Academics

How to succeed at Oglethorpe with a little help from your friends

In an effort to ensure every student thrives, Student Success provides an assortment of programs to provide the personal, social, professional and academic skills necessary to succeed in school and life.

“The biggest benefit of peer tutors is that they have shared their students’ experience of learning (and perhaps, struggling through) the same material. Asking us for help would be just like asking one of your roommates, except we’re required to know what we’re talking about.” – tutor Chase Lawson ’18

Located in the Turner Lynch Campus Center, Academic Success is designed to address academic challenges, and to help students set and achieve goals. It’s more than just another faculty or staff member repeating the same information over and over again; it’s an assessment of what will work for each person.

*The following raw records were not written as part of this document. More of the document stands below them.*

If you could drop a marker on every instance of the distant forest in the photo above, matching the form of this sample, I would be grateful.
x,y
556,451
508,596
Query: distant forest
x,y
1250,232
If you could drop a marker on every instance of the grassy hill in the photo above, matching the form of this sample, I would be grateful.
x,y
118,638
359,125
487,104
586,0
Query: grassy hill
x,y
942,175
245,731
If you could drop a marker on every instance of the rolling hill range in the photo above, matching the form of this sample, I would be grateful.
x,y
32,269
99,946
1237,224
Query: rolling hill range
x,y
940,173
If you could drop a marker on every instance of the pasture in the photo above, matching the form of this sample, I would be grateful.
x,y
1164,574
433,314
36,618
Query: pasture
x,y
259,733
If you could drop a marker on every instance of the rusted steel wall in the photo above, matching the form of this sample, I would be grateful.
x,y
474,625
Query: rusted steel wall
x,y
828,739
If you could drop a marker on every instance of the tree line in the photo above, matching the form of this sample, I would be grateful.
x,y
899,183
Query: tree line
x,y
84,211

Maybe what Academic Success is best known for is offering tutoring. Peer tutoring services focus on building an academic foundation with the added benefit of speaking with a fellow student.

“Rather that hiring outside providers, we find that student tutors bring some great added advantages,” says Assistant Director of Academic Success Tracy Hall. “Tutors are more familiar with Oglethorpe classes, the unique elements of the COR program and with Oglethorpe professors and their expectations.”

Academic Success likes to see students visit early to gain a larger understanding of material and concepts as it means the students are more likely to achieve their academic goals, rather than waiting until the last minute when the material has become too overwhelming.

So far this year, first-year students alone have received more than 130 hours of individual tutoring sessions. One-on-one tutoring is available for those who prefer it, but drop-in tutoring times are becoming more popular and are held almost every day for 20 courses.

A new segment of tutoring is Peer Academic Leaders, or PALs. PALs are upperclassmen assigned to at-risk first year students as academic mentors. Only halfway through the fall semester, PALs have logged more than 160 hours with students.

While services such as tutoring, supplemental writing instruction and coaching are available to all classes, a recent initiative, Advising, is aimed at first year students with a mission to create good practices students can carry with them for all four years at Oglethorpe.

Compass Academic Advisors, of which there are 42, are there to perform general academic wellness checks, to erase the stigma that may be attached to seeking academic aid and to change the perception of advising from exclusively course-planning to career-oriented.

Under the guidance of Director of Academic Advising Rene Alvarez, the first semester of Compass is already paying dividends. Advisors have seen most students 2-3 each and Career Development has seen a 500% increase in visits from first years, and that doesn’t include the majority of students who were volunteers at recent career and graduate school fairs that were first years.

It’s about combining academic preparation with career trajectory, and creating productive practices students can carry over from school to the office place.